Part of that distance has to do with the game's thesis. Because the game argues that the American Civil War was necessary, and that neither side could have achieved any kind of definitive victory except through force of arms, neither side can really "win" the game in the sense that their victory in game terms will translate into historical victory. 

Or, to put it another way, when the game ends, the Civil War begins, and that war will always be won by the Union, and will always result in the abolition of slavery. No matter how well you play, no matter how high your score or how hard-fought your game victory, you cannot avoid the war, you cannot alter its outcome, you cannot change history. 

For many gamers, "changing history" is part of the appeal, and there's an expectation that a victory in game terms will be reinforced thematically. Here, my intention is to subvert and deflate that - to in some ways actually discourage emotional investment in the game's outcome, putting additional distance between the player and the game.

In the gulf between the two, I hope to create some room for reflection. Whether or not I've actually pulled it off is a question that, like so many others, is going to have different answers for different people.

1 comment

  • I’ll be interested in seeing this game when it’s published. You’ve said in your FAQ that "above all . . . we want a game with a point of view. Well, you clearly have a point of view for This Guilty Land.

    That said, “distance” is a tricky concept. Playing the Germans in classical wargames about World War II has never seemed to bother most gamers. However I know it became an issue in the early 1960s, when Avalon-Hill promoted “play by mail” to help customers find opponents. Clubs sprang up to challenge each other for “control” of different states and regions of the U.S., and they adopted colorful names such as “Aggressor Homeland,” “Circle Trigon,” etc. I recall reading somewhere that Tom Shaw, a senior manager in the early Avalon-Hill company, was privately distressed by the proliferation of Nazi oriented club names as “6th SS Panzer Army.”

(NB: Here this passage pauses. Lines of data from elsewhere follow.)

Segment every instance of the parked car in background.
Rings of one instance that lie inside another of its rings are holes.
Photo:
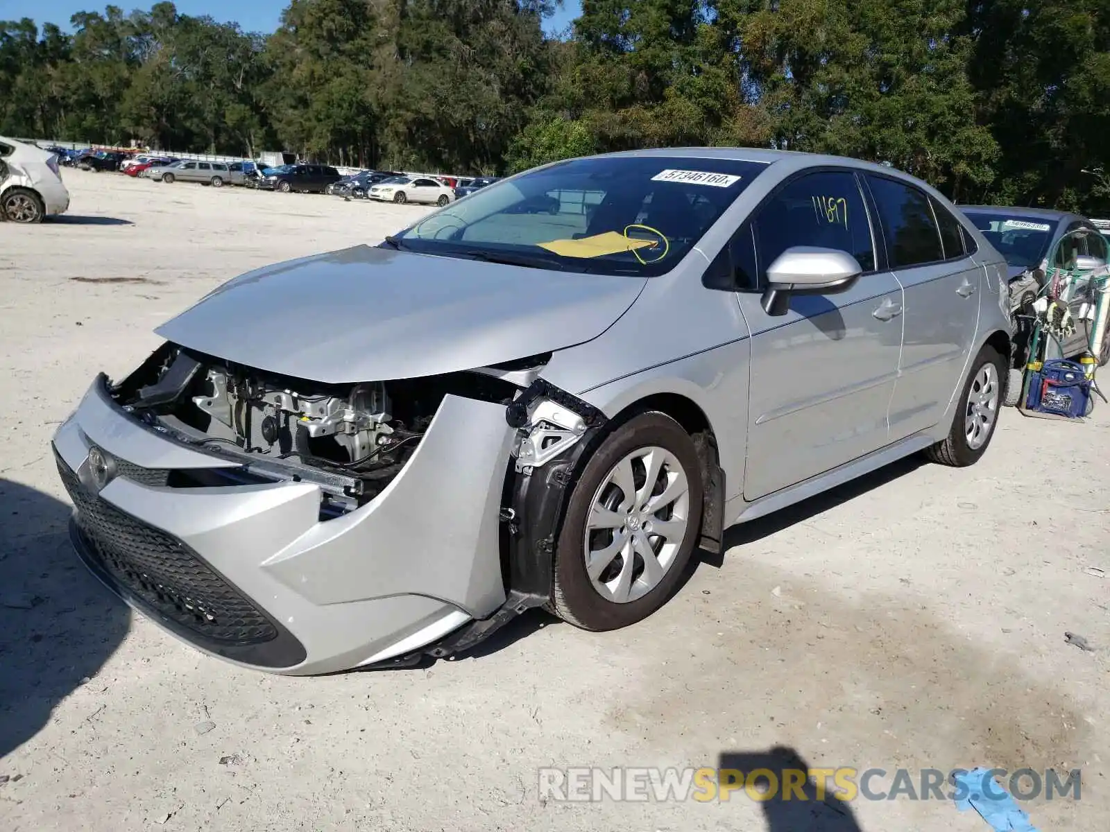
[[[101,171],[118,171],[123,161],[128,159],[127,153],[118,151],[97,151],[79,156],[75,165],[84,171],[100,173]]]
[[[366,192],[373,185],[401,175],[403,174],[396,171],[363,171],[353,176],[344,176],[343,180],[332,185],[331,192],[336,196],[362,200],[366,197]]]
[[[123,172],[129,176],[142,176],[143,172],[151,168],[165,168],[175,164],[178,161],[173,156],[147,156],[145,161],[128,165],[123,169]]]
[[[539,168],[231,280],[100,374],[52,443],[70,539],[153,623],[270,672],[452,656],[529,607],[615,630],[733,524],[912,454],[977,463],[1003,267],[856,160]]]
[[[0,136],[0,220],[37,223],[67,209],[58,154]]]
[[[268,168],[262,172],[258,186],[263,191],[281,191],[290,193],[324,193],[329,185],[339,182],[343,176],[326,164],[283,164],[280,168]]]
[[[371,185],[367,195],[379,202],[423,202],[446,205],[455,192],[431,176],[391,176]]]
[[[254,162],[232,162],[228,165],[229,182],[233,185],[245,185],[246,180],[258,170]]]
[[[147,164],[148,162],[158,162],[169,159],[169,156],[160,153],[139,153],[138,155],[131,156],[130,159],[124,159],[120,162],[120,170],[127,173],[132,168]]]
[[[171,184],[181,182],[200,182],[213,187],[220,187],[231,181],[231,173],[228,171],[225,162],[201,162],[196,160],[182,160],[163,168],[150,168],[147,170],[149,179]]]
[[[1078,273],[1069,303],[1077,322],[1074,333],[1063,344],[1050,344],[1049,357],[1059,351],[1059,357],[1072,358],[1087,349],[1089,335],[1080,323],[1080,311],[1093,300],[1090,276],[1110,261],[1110,242],[1098,227],[1087,217],[1067,211],[991,205],[960,205],[960,210],[1006,258],[1011,314],[1033,314],[1031,307],[1046,288],[1048,270]],[[1108,361],[1110,329],[1102,344],[1102,364]],[[1011,364],[1023,365],[1025,356],[1015,356]]]
[[[478,176],[477,179],[472,179],[468,184],[460,185],[455,189],[455,199],[461,200],[464,196],[468,196],[475,191],[481,191],[483,187],[492,185],[494,182],[500,182],[501,176]]]

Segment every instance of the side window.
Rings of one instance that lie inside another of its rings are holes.
[[[929,197],[916,187],[882,176],[868,176],[879,209],[891,268],[909,268],[945,258]]]
[[[936,200],[929,200],[929,202],[932,203],[932,214],[937,217],[937,227],[940,229],[940,243],[945,250],[945,260],[962,257],[967,254],[967,250],[963,247],[960,221]]]
[[[751,223],[745,223],[728,243],[733,261],[733,280],[737,292],[759,288],[759,270],[756,263],[756,239]]]
[[[755,239],[756,285],[765,283],[767,268],[783,252],[797,245],[847,252],[865,272],[875,271],[871,226],[850,171],[810,173],[787,184],[756,214]]]
[[[1106,263],[1108,260],[1110,260],[1110,257],[1107,256],[1108,247],[1110,246],[1107,245],[1107,239],[1101,234],[1091,232],[1090,234],[1087,235],[1087,253],[1090,254],[1092,257],[1098,257],[1103,263]]]
[[[1083,240],[1079,234],[1072,232],[1066,235],[1056,248],[1056,256],[1052,265],[1057,268],[1074,268],[1076,258],[1083,253]]]

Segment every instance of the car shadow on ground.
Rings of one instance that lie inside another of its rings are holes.
[[[51,225],[134,225],[130,220],[118,216],[80,216],[78,214],[58,214],[44,217]]]
[[[831,778],[818,790],[809,764],[791,748],[725,751],[717,767],[722,780],[727,778],[737,787],[741,782],[747,787],[748,775],[756,772],[749,794],[763,810],[767,832],[861,832],[848,803],[831,794]],[[783,789],[787,777],[797,788]]]
[[[0,477],[0,759],[97,676],[130,626],[127,606],[73,552],[69,515],[54,497]]]

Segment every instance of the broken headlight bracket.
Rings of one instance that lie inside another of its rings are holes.
[[[426,656],[450,659],[551,600],[555,540],[563,524],[575,470],[606,424],[605,414],[537,378],[508,406],[505,419],[519,432],[513,468],[506,474],[507,559],[505,602],[421,650],[363,668],[382,670],[420,664]],[[583,442],[585,439],[585,442]],[[527,449],[529,456],[522,456]]]

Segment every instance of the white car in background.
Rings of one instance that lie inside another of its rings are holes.
[[[58,156],[0,135],[0,220],[37,223],[68,207]]]
[[[379,202],[425,202],[446,205],[455,199],[454,190],[431,176],[393,176],[373,185],[366,193]]]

    Of course, by the late 1960s, most of us playing wargames were careful who we shared our hobby with anyway. An anti-war, anti-military attitude was widespread among young people during the Vietnam War. In many of their eyes a “game” about “war” was obscene. and wargamers were equated with warmongers.

    I guess the bottom line is you can take a position on distance, but don’t be surprised if some unexpected twist comes out of it.